GEM-RAG: Graphical Eigen Memories For Retrieval Augmented Generation

Brendan Hogan Rappazzo,Yingheng Wang,Aaron Ferber,Carla Gomes
2024-09-24
Abstract:The ability to form, retrieve, and reason about memories in response to stimuli serves as the cornerstone for general intelligence - shaping entities capable of learning, adaptation, and intuitive insight. Large Language Models (LLMs) have proven their ability, given the proper memories or context, to reason and respond meaningfully to stimuli. However, they are still unable to optimally encode, store, and retrieve memories - the ability to do this would unlock their full ability to operate as AI agents, and to specialize to niche domains. To remedy this, one promising area of research is Retrieval Augmented Generation (RAG), which aims to augment LLMs by providing them with rich in-context examples and information. In question-answering (QA) applications, RAG methods embed the text of interest in chunks, and retrieve the most relevant chunks for a prompt using text embeddings. Motivated by human memory encoding and retrieval, we aim to improve over standard RAG methods by generating and encoding higher-level information and tagging the chunks by their utility to answer questions. We introduce Graphical Eigen Memories For Retrieval Augmented Generation (GEM-RAG). GEM-RAG works by tagging each chunk of text in a given text corpus with LLM generated ``utility'' questions, connecting chunks in a graph based on the similarity of both their text and utility questions, and then using the eigendecomposition of the memory graph to build higher level summary nodes that capture the main themes of the text. We evaluate GEM-RAG, using both UnifiedQA and GPT-3.5 Turbo as the LLMs, with SBERT, and OpenAI's text encoders on two standard QA tasks, showing that GEM-RAG outperforms other state-of-the-art RAG methods on these tasks. We also discuss the implications of having a robust RAG system and future directions.
Computation and Language,Artificial Intelligence
What problem does this paper attempt to address?
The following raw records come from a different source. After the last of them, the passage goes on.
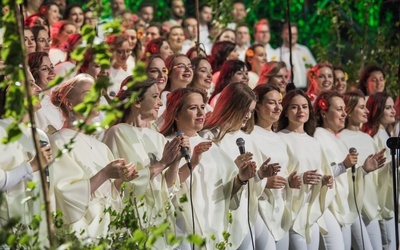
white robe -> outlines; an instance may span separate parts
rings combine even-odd
[[[365,159],[367,159],[369,155],[375,154],[379,151],[372,137],[362,131],[344,129],[340,132],[339,139],[347,148],[354,147],[357,149],[357,152],[359,153],[359,166],[364,164]],[[365,184],[362,211],[363,214],[368,217],[369,221],[377,219],[381,210],[379,207],[377,191],[378,171],[379,170],[373,171],[364,176]]]
[[[325,164],[327,168],[334,167],[338,163],[343,162],[349,149],[335,134],[319,127],[316,129],[314,137],[319,141],[322,147],[322,152],[324,154],[323,164]],[[358,209],[361,212],[364,198],[364,171],[362,167],[356,167],[355,174],[356,200]],[[342,227],[350,227],[358,218],[353,193],[351,169],[336,176],[334,184],[336,194],[329,205],[329,209]]]
[[[306,133],[281,130],[278,133],[286,143],[289,155],[287,172],[297,171],[303,181],[303,174],[317,170],[322,175],[332,175],[330,169],[323,168],[322,149],[319,142]],[[326,230],[323,220],[319,220],[334,196],[334,189],[316,185],[302,184],[300,189],[291,189],[290,204],[293,219],[292,229],[310,242],[311,226],[318,220],[322,230]]]
[[[201,135],[207,139],[213,139],[217,134],[217,131],[202,131]],[[236,145],[238,138],[243,138],[246,142],[246,152],[253,153],[253,161],[256,162],[257,169],[263,163],[261,153],[258,151],[256,145],[253,143],[249,134],[239,130],[233,133],[227,133],[222,140],[216,144],[231,158],[235,160],[239,155],[239,149]],[[257,174],[256,174],[257,175]],[[266,185],[266,179],[260,181],[259,178],[252,178],[249,183],[242,187],[240,193],[237,194],[240,197],[240,206],[236,210],[231,210],[232,213],[232,224],[230,225],[229,241],[232,243],[232,249],[236,249],[240,246],[243,239],[249,234],[248,226],[248,187],[250,185],[250,207],[249,207],[249,221],[251,227],[254,226],[257,215],[258,215],[258,199],[262,195],[264,187]]]
[[[53,133],[54,129],[60,130],[64,126],[65,121],[60,109],[54,106],[49,95],[43,96],[41,104],[42,107],[35,113],[37,128],[46,133]]]
[[[279,163],[281,171],[279,176],[287,178],[289,157],[286,144],[280,136],[273,131],[267,131],[259,126],[254,126],[251,137],[260,150],[263,159],[271,157],[270,163]],[[264,189],[264,193],[258,201],[258,212],[275,241],[281,240],[292,226],[290,204],[287,202],[290,195],[290,187],[283,189]]]
[[[379,206],[381,207],[381,219],[390,220],[394,217],[394,202],[393,202],[393,182],[392,182],[392,156],[390,149],[386,146],[386,141],[389,135],[385,129],[379,128],[376,135],[373,137],[379,149],[386,148],[385,166],[377,170],[378,178],[376,186],[378,187]]]
[[[189,141],[193,151],[196,145],[208,140],[196,135],[190,137]],[[191,155],[192,153],[190,152]],[[185,163],[183,159],[182,167],[187,167]],[[215,249],[216,243],[224,241],[222,233],[229,227],[229,206],[237,172],[235,163],[216,144],[202,154],[200,163],[193,170],[192,192],[196,234],[207,239],[206,249]],[[181,203],[180,198],[183,195],[186,195],[187,201]],[[183,210],[176,209],[178,227],[187,234],[191,234],[193,224],[189,177],[181,184],[174,203],[183,208]],[[211,240],[211,235],[215,236],[215,240]]]
[[[126,183],[125,196],[137,199],[139,204],[143,203],[143,206],[138,207],[139,216],[142,218],[146,215],[147,222],[142,222],[142,225],[147,228],[167,220],[171,223],[171,230],[174,231],[175,211],[171,198],[179,189],[179,178],[172,188],[167,187],[163,173],[150,180],[149,167],[161,160],[167,143],[165,137],[150,128],[138,128],[120,123],[106,132],[103,141],[110,147],[115,157],[124,158],[126,163],[133,162],[136,165],[139,177]],[[166,207],[170,209],[167,210]],[[153,247],[168,248],[166,240],[158,240]]]
[[[50,136],[53,155],[64,149],[76,131],[61,129]],[[110,149],[95,138],[79,133],[72,144],[50,167],[50,191],[56,198],[56,209],[61,210],[66,225],[78,237],[105,237],[111,216],[104,209],[121,209],[121,197],[111,180],[105,181],[94,193],[90,191],[90,178],[114,157]],[[65,151],[65,150],[64,150]],[[84,230],[83,234],[80,234]]]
The problem this paper attempts to address is how to enhance the memory capabilities of large language models (LLMs) to enable them to encode, store, and retrieve information more effectively. Specifically, the paper proposes a method called GEM-RAG, which aims to improve the traditional Retrieval-Augmented Generation (RAG) method by generating and encoding higher-level information and tagging text blocks based on the utility of this information. GEM-RAG achieves this by constructing a weighted graph based on the similarity of text blocks and their utility to the query, and using spectral decomposition of the graph to generate high-level summary nodes. This approach not only provides a more systematic method for RAG tasks but also synthesizes Graph-based Episodic Memory (GEM), which helps explore the text and understand which components are relevant to a given query. The main contributions of the paper include: 1. Proposing a new RAG system inspired by human cognition that encodes, stores, and retrieves information based on its utility. 2. Formalizing the process of generating summary nodes as a random walk or spectral decomposition problem, using the eigenvectors of the graph to generate summary nodes. 3. Demonstrating the effectiveness of their RAG method on 2 question-answering datasets, using various embedding models and language models, and conducting ablation studies to better understand the method's impact. 4. Releasing an interactive web demo example GEM, showcasing how the graph works and highlighting its utility as a standalone object.